SOCI / soci

Official repository of the SOCI - The C++ Database Access Library
Boost Software License 1.0
1.37k stars 472 forks source link

How to read the utf8 encoded Chinese chars string in mysql, currently I got "??" for each character #1072

Closed asmwarrior closed 10 months ago

asmwarrior commented 10 months ago

Hi, I'm using soci under msys2's gcc.

I see the table is encoded in "UTF8", I mean I have a column like:

 `label` varchar(255) CHARACTER SET utf8mb3 COLLATE utf8mb3_general_ci DEFAULT NULL,

I store some some Chinese text, it shows quite well under some mysql gui client such as Navicat or Heidisql.

Now, I try to read the text, I got a std::string, which has many "???", I see each "?" is for a single Chinese char.

When I try to print the byte value of each "?", I got "3f 3f".

So, I believe soci automatically convert the stored chars? Any ideas?

I see a similar question in this issue: can std::string of soci hold the right utf8 data? · Issue #525 · SOCI/soci

But I don't find any document of soci mention the encoding related topics.


asmwarrior commented 10 months ago

Further information, if I put some text like “abcd中文" in the mysql, when I read in soci's std::string, I got "abcd??", which means the English chars are convert correctly, but not Chinese chars.

asmwarrior commented 10 months ago

This comes another question, how to specify the encode format?

Since I'm under Windows, I guess the default format is "GB2312", and maybe soci try to use the default format to convert the byte array stored in Mysql, which is in "UTF8" format.

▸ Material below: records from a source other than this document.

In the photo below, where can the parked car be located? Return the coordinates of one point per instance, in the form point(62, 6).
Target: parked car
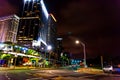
point(111, 69)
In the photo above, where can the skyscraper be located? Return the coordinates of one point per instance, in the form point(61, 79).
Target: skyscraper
point(9, 28)
point(30, 23)
point(36, 25)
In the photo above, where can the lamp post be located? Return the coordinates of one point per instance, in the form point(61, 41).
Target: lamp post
point(84, 51)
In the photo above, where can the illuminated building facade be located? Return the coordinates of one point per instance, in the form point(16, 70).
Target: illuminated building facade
point(9, 28)
point(37, 26)
point(29, 23)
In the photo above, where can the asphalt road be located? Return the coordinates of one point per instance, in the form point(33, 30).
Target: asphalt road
point(36, 74)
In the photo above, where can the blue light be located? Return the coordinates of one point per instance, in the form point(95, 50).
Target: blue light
point(44, 9)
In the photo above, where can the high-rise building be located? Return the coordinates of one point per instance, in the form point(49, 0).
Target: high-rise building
point(9, 28)
point(30, 23)
point(37, 26)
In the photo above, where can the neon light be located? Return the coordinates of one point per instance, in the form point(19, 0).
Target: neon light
point(53, 17)
point(44, 9)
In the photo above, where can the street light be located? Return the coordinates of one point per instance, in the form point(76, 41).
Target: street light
point(84, 51)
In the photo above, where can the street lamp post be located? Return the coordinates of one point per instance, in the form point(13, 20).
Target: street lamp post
point(84, 51)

asmwarrior commented 10 months ago

OK, I think I have found the solution. The solution is very simple, it suggested by AI(chatGPT), I have need to add the "charset=utf8mb4" option string when I open the soci::session.

such as:

soci::session sql(soci::mysql, "dbname=xxx user=root password=xxx charset=utf8mb4");

After that, I see that I got the correct byte array in the std::string(which is the UTF8 encoding byte array stored in the mysql).

asmwarrior commented 10 months ago

Since I have found the solution, I think this issue can be closed, I hope it can help others.

vadz commented 10 months ago

I don't know what is the default charset for MySQL but it would make sense to use UTF-8 if none is specified. I don't care enough about it to do it myself however.